Illustration by Luis Grañena of an ex-leader
© Luis Grañena

At a reception recently I met the former president of a small post-communist country. I know that’s what he was because he told me so immediately. He then began dropping names of London-based ex-Soviet oligarchs – his friends and business associates, he implied.

This man had Blair Disease, named for ex-prime minister Tony Blair: the growing propensity of former heads of government to monetise their service. Blair Disease is damaging but easily cured.

If you are super-rich, you probably have an ex-leader working for you, like an overpaid tennis coach. Blair, for instance, has shilled for JPMorgan Chase, Qatar and Kazakhstan’s cuddly regime. Then there’s the modern ex-leader’s staple: giving paid speeches to rich people. Blair’s Queen Anne mansion outside London differs from the “museum of corruption” recently vacated by Ukraine’s ex-president Viktor Yanukovich chiefly in degree, taste and the period when the money was made. Both men got rich through running countries. It’s just that Blair’s version was legal.

Former German chancellor Gerhard Schröder and former French president Nicolas Sarkozy have terrible Blair Disease too. A year before Schröder left the chancellorship, he identified Vladimir Putin as a “flawless democrat”. Soon afterwards, as if by magic, Schröder was hired by the Russian gas company Gazprom. Last month he was chastising German media for their bias against the Sochi Olympics. He himself discerned a “wonderful atmosphere” in Sochi.

Sarkozy leapt nimbly from ruling France to speaking at banking conferences. At a Goldman Sachs do in November he announced, in English, “I am ready to run a business” – and with friends like that it won’t be a start-up in his garage.

No previous European ex-leaders made this kind of dough. Just 20 years ago the British ex-prime minister Harold Wilson was showing up at the House of Lords stricken with Alzheimer’s, led by his nurse, because he needed the daily attendance fee.

“Replenishing the ol’ coffers,” as George W Bush put it, is an older tradition for US presidents. However, none has ever made out like Bill Clinton, who earned $89m from speeches from 2001 to 2011. “I never had money until I got out of the White House,” he said, “but I’ve done reasonably well since.” In fact, through the magic of campaign funding, his ex-presidency could help buy his wife’s presidency.

If George W Bush makes less, it’s because he rarely goes out. Even Republicans in Dallas, where he lives, seldom see him. My personal theory: Bush is hiding because he feels shame. His presidency failed on his own terms: he didn’t win his wars, and then almost destroyed capitalism. Worse, his vice-president pushed him around. Yet even Bush swiftly racked up $15m from ex-presidential speechifying.
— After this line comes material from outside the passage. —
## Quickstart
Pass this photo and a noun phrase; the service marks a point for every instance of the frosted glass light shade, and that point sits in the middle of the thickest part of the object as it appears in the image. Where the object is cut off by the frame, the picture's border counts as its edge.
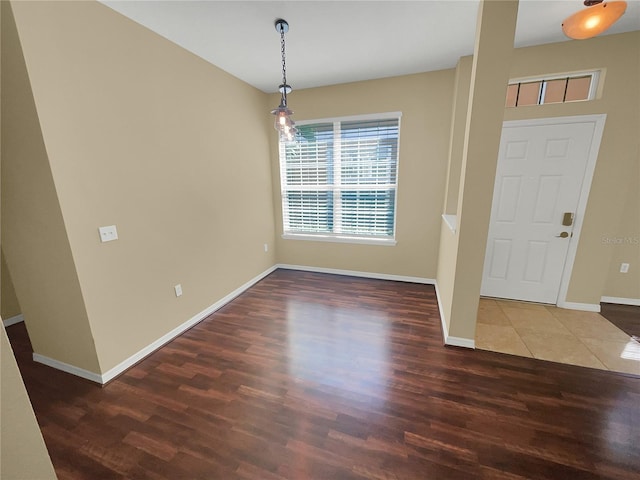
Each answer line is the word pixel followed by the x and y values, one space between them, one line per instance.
pixel 593 20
Most ex-leaders link up with the plutocratic class while still in office. These people have been planning their careers since kindergarten. They don’t leave politics and then suddenly think, “I wonder what to do?” Even while leader they’re looking ahead, and so every meeting with a rich person is a semi-conscious job interview. Furthermore, through hanging out with rich people, they start thinking of themselves as poor. The US Republican congressman Phil Gingrey spoke for struggling politicians everywhere when he grumbled: “I’m stuck here making $172,000 a year.”

And so, consciously or not, farsighted leaders behave like future employees of the rich. President Sarkozy’s services included helping Qatar get the football World Cup. After he lost office, Qatar tapped him to run a private equity fund. He hasn’t done it, probably because he plans to become president again in 2017. By then he may be rich enough not to need embarrassing campaign donations.

The sight of ex-leaders joining the 0.1 per cent is the perfect election present to populist parties. Blair, a notional leftist, is Britain’s most vivid symbol of elite self-enrichment. Populists couldn’t have made him up.

Selling out arguably damages even the ex-leaders themselves. These people care about their reputations. When Blair resigned in 2007, the House of Commons gave him an ovation. Today most Britons would agree with Greg Dyke, unseated as head of the BBC by Blair’s government, who says: “I think Blair now is a very sad man, rich, but [he] betrayed everything the Labour party was about.”

Blair after Downing Street could have helped Britain. Running a state is the sort of job that you only get your head around by the time you leave it. Shortly before resigning, Blair bowled over some visitors to Downing Street with a brilliant analysis of Putin. That’s what 10 years as PM gives you. If only he’d then become a disinterested voice in British politics. Whenever his ousted predecessor John Major spoke in parliament on his special subject, Northern Ireland, MPs actually listened. In Germany, the word Altkanzler – former chancellor – long denoted a moral institution, a servant of the nation who spoke with unmatched experience. That could have been Schröder.

It’s easy to cure Blair Disease: bar ex-leaders from doing paid work for private interests. This free measure would instantly deflate populism, keep experience inside government and attract a better class of person to the job.